Recently, potential new cases have been discovered in Romania and Turkey but they have not yet been confirmed as H5N1, the bird flu strain that has infectious disease experts concerned.
And the bird flu keeps spreading. In the past few days, the avian flu was detected in two European nations. Officials restricted access to a Romanian village after three ducks were found dead from the virus. And in Turkey, 3,000 turkeys and chickens were culled after another 1800 turkeys died of the disease last week. To prevent the further spread of the disease, Turkish officials have indicated they will continue to kill poultry in the affected area for the next three weeks.
In a CNN news story U.S. Health and Human Services Secretary Michael Leavitt said the keys to stopping a bird flu pandemic will be containment and quickly finding instances of human-to-human infection.

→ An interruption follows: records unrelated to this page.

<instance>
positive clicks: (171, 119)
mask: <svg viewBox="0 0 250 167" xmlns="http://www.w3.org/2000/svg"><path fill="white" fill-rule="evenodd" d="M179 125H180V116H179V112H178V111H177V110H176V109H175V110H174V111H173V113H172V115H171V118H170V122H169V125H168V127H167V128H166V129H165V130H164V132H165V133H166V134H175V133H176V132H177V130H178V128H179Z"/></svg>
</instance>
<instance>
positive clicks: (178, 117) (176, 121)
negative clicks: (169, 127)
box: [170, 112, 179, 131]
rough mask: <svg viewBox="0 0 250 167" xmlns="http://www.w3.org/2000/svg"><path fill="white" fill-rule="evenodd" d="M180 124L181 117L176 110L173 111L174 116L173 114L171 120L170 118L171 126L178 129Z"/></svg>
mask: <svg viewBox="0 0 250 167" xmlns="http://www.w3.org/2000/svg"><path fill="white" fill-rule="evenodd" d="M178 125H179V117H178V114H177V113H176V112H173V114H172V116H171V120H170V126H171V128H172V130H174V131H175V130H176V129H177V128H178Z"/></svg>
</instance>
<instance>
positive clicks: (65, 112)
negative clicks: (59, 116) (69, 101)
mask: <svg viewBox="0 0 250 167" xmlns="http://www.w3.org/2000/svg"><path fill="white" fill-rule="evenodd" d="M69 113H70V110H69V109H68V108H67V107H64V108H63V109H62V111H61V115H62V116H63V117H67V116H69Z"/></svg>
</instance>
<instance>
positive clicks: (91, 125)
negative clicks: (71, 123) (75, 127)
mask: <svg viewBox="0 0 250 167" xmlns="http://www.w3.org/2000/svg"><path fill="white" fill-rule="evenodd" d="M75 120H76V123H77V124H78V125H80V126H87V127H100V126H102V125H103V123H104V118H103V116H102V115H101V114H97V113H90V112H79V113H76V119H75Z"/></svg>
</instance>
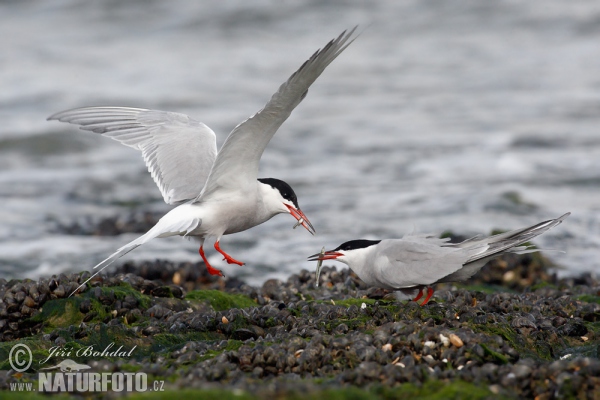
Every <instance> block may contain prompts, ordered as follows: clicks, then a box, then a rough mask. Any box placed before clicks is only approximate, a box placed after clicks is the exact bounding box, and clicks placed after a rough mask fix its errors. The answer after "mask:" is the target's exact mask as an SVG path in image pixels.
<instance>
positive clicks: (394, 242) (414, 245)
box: [308, 213, 571, 306]
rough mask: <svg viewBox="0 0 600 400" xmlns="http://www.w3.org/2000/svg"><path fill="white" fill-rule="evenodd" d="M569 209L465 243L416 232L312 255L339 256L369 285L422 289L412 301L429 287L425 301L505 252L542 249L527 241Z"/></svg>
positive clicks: (554, 226)
mask: <svg viewBox="0 0 600 400" xmlns="http://www.w3.org/2000/svg"><path fill="white" fill-rule="evenodd" d="M570 214H571V213H566V214H564V215H562V216H561V217H558V218H556V219H551V220H548V221H544V222H540V223H538V224H535V225H532V226H529V227H527V228H522V229H517V230H514V231H510V232H505V233H501V234H498V235H494V236H490V237H486V238H481V237H474V238H471V239H467V240H465V241H463V242H461V243H448V240H449V238H445V239H440V238H436V237H433V236H428V235H412V234H411V235H405V236H404V237H403V238H402V239H385V240H364V239H359V240H351V241H349V242H345V243H343V244H341V245H340V246H338V247H337V248H336V249H334V250H328V251H325V252H323V251H321V253H317V254H314V255H312V256H310V257H309V258H308V260H309V261H316V260H337V261H340V262H342V263H344V264H346V265H348V266H349V267H350V269H352V270H353V271H354V272H355V273H356V275H358V277H359V278H360V279H362V280H363V281H364V282H365V283H366V284H368V285H370V286H374V287H380V288H384V289H388V290H394V291H401V292H402V293H404V294H405V295H409V296H412V295H413V294H414V293H415V290H418V293H417V295H416V297H415V298H414V299H413V301H418V300H419V299H420V298H421V297H422V296H423V293H424V290H423V289H427V296H426V297H425V300H424V301H423V303H422V304H421V305H422V306H423V305H425V304H427V302H428V301H429V299H430V298H431V296H432V295H433V289H432V288H431V285H433V284H436V283H441V282H458V281H464V280H466V279H468V278H470V277H471V276H473V275H474V274H475V273H476V272H477V271H479V270H480V269H481V268H482V267H483V266H484V265H485V264H486V263H487V262H488V261H490V260H491V259H493V258H495V257H498V256H500V255H501V254H503V253H516V254H524V253H532V252H536V251H543V250H544V249H537V248H530V247H529V246H522V244H523V243H525V242H528V241H529V240H531V239H533V238H534V237H536V236H538V235H541V234H542V233H544V232H546V231H547V230H548V229H551V228H553V227H555V226H557V225H559V224H560V223H561V222H562V221H563V220H564V219H565V218H567V217H568V216H569V215H570ZM317 274H318V271H317Z"/></svg>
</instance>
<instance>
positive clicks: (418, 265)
mask: <svg viewBox="0 0 600 400" xmlns="http://www.w3.org/2000/svg"><path fill="white" fill-rule="evenodd" d="M380 247H381V250H380V251H379V253H380V254H379V256H380V257H382V259H381V260H380V262H377V261H376V263H375V267H376V268H375V273H376V274H377V275H378V280H380V281H381V282H382V283H387V285H389V287H390V288H393V289H401V288H409V287H414V286H421V285H431V284H433V283H435V282H437V281H439V280H440V279H442V278H443V277H445V276H448V275H450V274H452V273H453V272H456V271H458V270H459V269H461V268H462V267H463V265H464V263H466V262H467V260H468V259H469V258H470V257H472V256H474V255H476V254H478V253H481V252H483V251H485V249H486V248H487V244H482V245H480V246H474V247H471V248H468V249H461V248H455V247H449V246H448V245H447V243H446V240H445V239H438V238H433V237H426V236H405V237H404V238H402V239H390V240H382V241H381V243H380Z"/></svg>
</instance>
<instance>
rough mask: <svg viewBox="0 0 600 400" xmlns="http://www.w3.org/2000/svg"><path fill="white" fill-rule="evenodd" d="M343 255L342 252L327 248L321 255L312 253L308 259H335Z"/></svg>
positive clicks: (316, 259) (320, 259)
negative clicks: (327, 249) (312, 253)
mask: <svg viewBox="0 0 600 400" xmlns="http://www.w3.org/2000/svg"><path fill="white" fill-rule="evenodd" d="M341 256H343V254H342V253H338V252H337V251H333V250H329V251H326V252H325V253H324V254H323V255H321V253H317V254H313V255H312V256H310V257H308V261H317V260H335V259H336V258H338V257H341Z"/></svg>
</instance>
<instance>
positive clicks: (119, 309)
mask: <svg viewBox="0 0 600 400" xmlns="http://www.w3.org/2000/svg"><path fill="white" fill-rule="evenodd" d="M507 268H509V267H507ZM203 270H205V268H204V266H203V265H202V264H201V263H200V264H193V263H180V264H177V263H170V262H166V261H157V262H155V263H141V264H132V263H126V264H123V265H122V266H120V267H117V272H115V273H111V274H110V275H103V274H101V275H100V276H99V277H98V279H96V280H95V281H94V283H93V285H95V286H93V287H92V288H91V291H89V292H87V293H85V294H84V295H81V294H80V295H78V296H81V298H82V299H83V300H81V301H80V302H79V303H78V304H79V309H78V311H79V312H80V317H81V318H82V319H83V320H84V321H85V323H84V324H81V325H79V326H77V325H76V326H73V327H72V329H71V328H69V329H67V331H68V333H65V332H63V331H62V330H61V329H64V327H63V328H61V329H55V331H53V332H51V333H48V334H43V333H42V332H43V331H42V325H39V326H33V327H32V326H31V325H28V324H27V323H26V321H27V319H28V318H29V314H34V313H38V312H40V310H42V306H43V303H44V302H47V301H50V300H51V299H54V298H64V297H67V296H68V294H69V293H70V290H71V289H72V288H74V287H76V285H77V284H78V282H79V281H80V279H81V277H80V276H78V275H75V274H61V275H59V276H53V277H50V278H43V279H39V280H38V281H37V282H17V283H16V284H15V283H14V282H13V283H12V284H11V285H9V283H8V282H6V281H2V280H1V279H0V299H2V301H1V302H0V335H1V338H2V339H3V340H4V341H7V340H16V339H18V338H25V337H31V336H32V335H39V336H38V337H39V338H40V340H41V341H43V342H48V343H49V345H50V344H52V345H60V346H64V345H65V344H66V343H67V339H66V338H67V337H68V338H69V339H68V341H71V340H75V341H77V340H79V339H80V338H86V337H87V338H89V337H91V335H92V334H95V333H98V332H99V331H100V330H101V328H102V327H103V326H108V327H110V329H121V330H124V331H126V332H127V334H128V335H133V336H136V337H137V338H136V339H135V340H139V341H141V342H143V341H148V340H153V337H154V336H155V335H158V334H162V335H164V334H169V335H168V336H169V337H178V336H179V335H187V334H190V333H196V332H198V333H202V334H207V335H209V336H210V335H212V336H213V337H218V338H219V339H218V340H207V341H202V340H197V341H189V338H187V339H186V342H185V345H180V346H179V347H178V346H174V347H173V348H172V349H171V350H157V351H158V352H157V353H156V354H155V355H154V356H153V357H152V358H146V359H139V360H136V361H135V362H136V363H138V364H139V365H140V368H141V370H143V371H148V372H150V371H154V372H153V374H154V373H155V374H154V375H155V376H174V377H175V378H173V379H174V382H173V383H172V385H174V387H180V388H184V387H204V386H210V385H212V386H210V387H223V388H230V387H235V388H241V389H243V390H251V389H252V388H253V387H256V386H253V385H257V384H258V383H257V381H256V380H260V382H262V381H269V382H272V383H273V385H275V386H277V387H280V386H279V385H283V386H281V387H287V386H286V385H290V384H291V382H295V384H303V385H304V384H306V385H309V386H310V385H311V384H312V383H311V382H312V379H314V378H318V379H319V380H320V381H321V382H325V383H326V384H327V385H337V384H343V385H346V384H348V385H353V386H360V387H367V386H369V385H372V384H383V385H393V384H396V383H398V382H411V383H413V384H417V385H420V384H422V383H423V382H424V379H425V377H427V379H429V380H433V381H435V380H438V379H440V380H444V381H456V380H459V379H462V380H467V381H471V382H480V383H481V385H484V387H487V388H489V390H490V391H491V393H492V394H494V395H505V394H508V395H509V396H512V397H534V396H538V397H540V398H547V397H544V396H552V395H553V393H555V392H556V390H558V388H559V387H560V386H559V385H560V383H561V382H562V383H563V384H564V383H565V382H571V383H576V385H575V384H573V385H571V386H570V387H572V388H573V392H570V395H568V396H566V397H569V396H570V397H586V396H588V397H589V395H590V394H591V393H593V391H594V390H598V387H597V382H596V381H594V380H590V379H588V377H594V376H597V375H598V374H600V362H599V361H598V359H597V358H585V357H582V356H581V355H577V354H579V353H576V352H575V353H573V354H575V355H572V356H569V357H567V356H566V355H564V354H565V353H563V352H560V351H561V349H564V350H565V352H566V351H567V348H566V347H560V346H561V343H567V341H568V343H572V344H573V345H576V344H577V343H580V344H583V343H585V344H586V346H589V345H590V344H595V343H597V341H598V336H597V334H596V332H595V331H593V330H592V329H591V328H590V329H588V326H593V325H589V322H591V323H592V324H593V323H595V322H597V321H598V319H595V318H598V317H597V313H598V311H600V308H598V307H596V306H595V305H594V304H593V303H585V302H582V301H577V302H575V301H573V296H581V295H583V294H586V295H590V296H597V293H598V290H599V288H600V284H599V283H598V281H597V280H594V279H592V278H586V279H585V282H586V284H585V285H586V286H581V285H580V286H577V285H575V283H570V281H568V280H567V281H561V282H563V283H562V284H561V285H562V286H559V285H557V287H560V288H561V289H556V290H554V291H548V290H544V291H541V290H540V291H539V292H538V291H537V290H533V291H530V292H527V293H524V294H515V293H509V292H503V293H494V294H484V293H481V292H475V291H468V290H466V289H455V290H454V289H451V287H446V288H445V289H443V288H442V289H440V290H439V291H438V293H439V296H438V298H439V299H441V300H440V301H439V302H435V303H431V304H429V305H427V306H425V307H421V306H419V305H418V304H415V303H414V302H408V303H395V304H394V303H390V302H389V301H388V300H386V298H387V297H386V296H387V294H385V293H384V292H382V291H374V290H370V289H369V288H368V287H366V285H364V283H362V282H361V281H360V280H358V279H357V278H356V277H355V276H354V275H353V274H352V273H350V272H349V271H348V270H347V269H344V270H340V271H338V270H337V269H336V268H332V267H328V266H324V267H323V270H322V274H321V279H322V282H323V285H322V286H320V287H318V288H317V287H315V285H314V283H315V281H314V273H312V272H311V271H305V270H303V271H300V272H299V273H298V274H295V275H293V276H291V277H290V278H289V279H288V280H287V281H280V280H275V279H273V280H270V281H267V282H266V283H265V285H263V286H262V287H260V288H254V287H251V286H249V285H246V284H245V283H243V282H242V281H240V280H237V279H234V278H231V279H230V278H227V279H215V278H213V277H210V276H208V275H206V273H205V272H203ZM514 270H515V271H516V269H514ZM519 276H521V275H519ZM523 276H527V274H525V275H523ZM500 280H501V275H500ZM122 282H127V283H129V284H130V285H132V287H133V288H134V289H136V290H138V291H139V293H140V294H141V293H143V294H145V295H146V296H148V297H149V298H150V303H149V304H148V303H146V302H142V301H138V298H139V297H137V296H134V295H132V294H128V295H127V296H125V297H123V296H122V295H118V296H117V295H116V294H115V293H119V292H118V291H116V289H111V287H112V286H116V285H121V284H122ZM513 283H514V282H511V285H512V284H513ZM197 289H212V290H220V291H223V292H226V293H241V294H244V295H246V296H248V297H249V298H251V299H253V300H254V301H255V302H256V303H255V306H253V307H248V308H245V309H231V310H224V311H217V310H214V309H213V308H212V307H211V306H210V305H208V304H197V303H192V302H189V301H187V300H185V297H184V296H185V293H187V292H189V291H191V290H197ZM44 296H46V297H44ZM369 296H371V297H370V298H371V299H376V300H375V302H374V300H369V304H367V300H366V299H368V298H369ZM313 299H314V300H313ZM361 299H365V300H361ZM92 300H93V301H92ZM315 300H316V301H315ZM99 303H101V304H102V306H103V307H105V309H104V310H97V309H96V308H95V307H98V304H99ZM564 310H568V312H569V314H568V315H567V314H566V313H565V311H564ZM97 311H101V312H102V315H106V312H108V316H107V317H106V318H105V319H104V320H103V321H98V315H99V314H98V312H97ZM571 316H572V317H571ZM458 317H460V318H458ZM139 322H143V323H142V324H141V325H137V324H138V323H139ZM491 327H494V328H495V329H500V328H502V327H508V328H510V329H511V335H515V336H514V337H512V336H511V339H510V340H509V339H508V338H507V337H506V336H502V335H500V334H490V333H488V332H487V330H486V329H487V328H491ZM102 329H104V328H102ZM450 332H452V333H450ZM59 333H60V336H59ZM69 335H70V336H69ZM63 336H64V337H63ZM515 338H516V339H517V341H516V343H518V342H519V341H523V342H527V341H530V342H529V343H531V344H532V345H533V344H536V346H537V347H538V348H539V349H549V350H548V351H552V352H554V351H556V353H557V354H556V355H555V358H556V360H551V361H545V360H544V359H542V358H531V357H529V356H528V354H527V352H524V351H522V349H515V348H513V347H511V346H512V345H513V344H514V343H515V340H514V339H515ZM232 341H234V342H232ZM233 343H235V346H234V347H235V349H232V350H227V349H230V348H231V345H232V344H233ZM553 346H555V347H553ZM557 346H558V347H557ZM527 350H528V351H530V352H533V351H536V350H535V349H534V348H533V347H532V348H531V349H527ZM569 353H571V351H570V352H569ZM530 354H531V353H530ZM549 354H552V353H549ZM207 355H209V356H208V358H206V357H207ZM561 355H562V357H560V356H561ZM551 356H552V355H551ZM99 362H100V361H99ZM102 363H103V364H102V365H104V366H105V367H106V368H108V369H107V370H113V371H117V370H119V368H120V367H119V365H121V364H118V361H110V360H103V361H102ZM180 366H185V373H181V374H177V373H176V371H177V370H178V367H180ZM3 385H4V386H3ZM5 386H6V383H2V381H0V388H4V387H5Z"/></svg>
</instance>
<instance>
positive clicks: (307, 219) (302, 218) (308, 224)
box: [285, 204, 316, 235]
mask: <svg viewBox="0 0 600 400" xmlns="http://www.w3.org/2000/svg"><path fill="white" fill-rule="evenodd" d="M285 206H286V207H287V208H288V210H289V211H290V214H292V217H294V218H296V220H297V221H298V222H297V223H296V225H294V229H296V227H298V226H300V225H302V226H303V227H304V228H305V229H306V230H307V231H309V232H310V234H311V235H314V234H315V233H316V231H315V228H313V226H312V224H311V223H310V221H309V220H308V218H306V215H304V213H303V212H302V210H300V209H299V208H295V207H293V206H290V205H289V204H286V205H285Z"/></svg>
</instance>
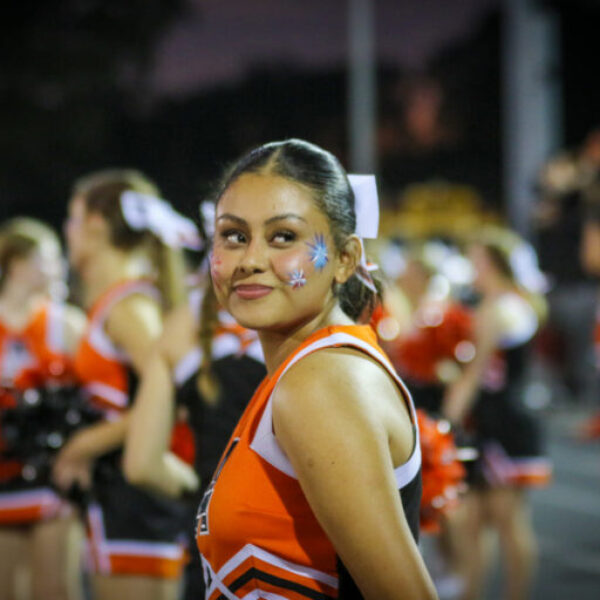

Leavitt said "containment" was the first line of defense against the illness, encouraging countries to step up development and production of vaccines and strengthen efforts to detect any cases of human-to-human transmission early.

"Anywhere, the sooner we know, the faster we can respond and the more lives that will be saved," he said.

Leavitt is right that information is the key here. The Sars outbreak in Southeast Asia proved that when information was withheld it cost lives. A Bird Flu outbreak could be even more difficult to stop than Sars because flu tends to spread easily in the air.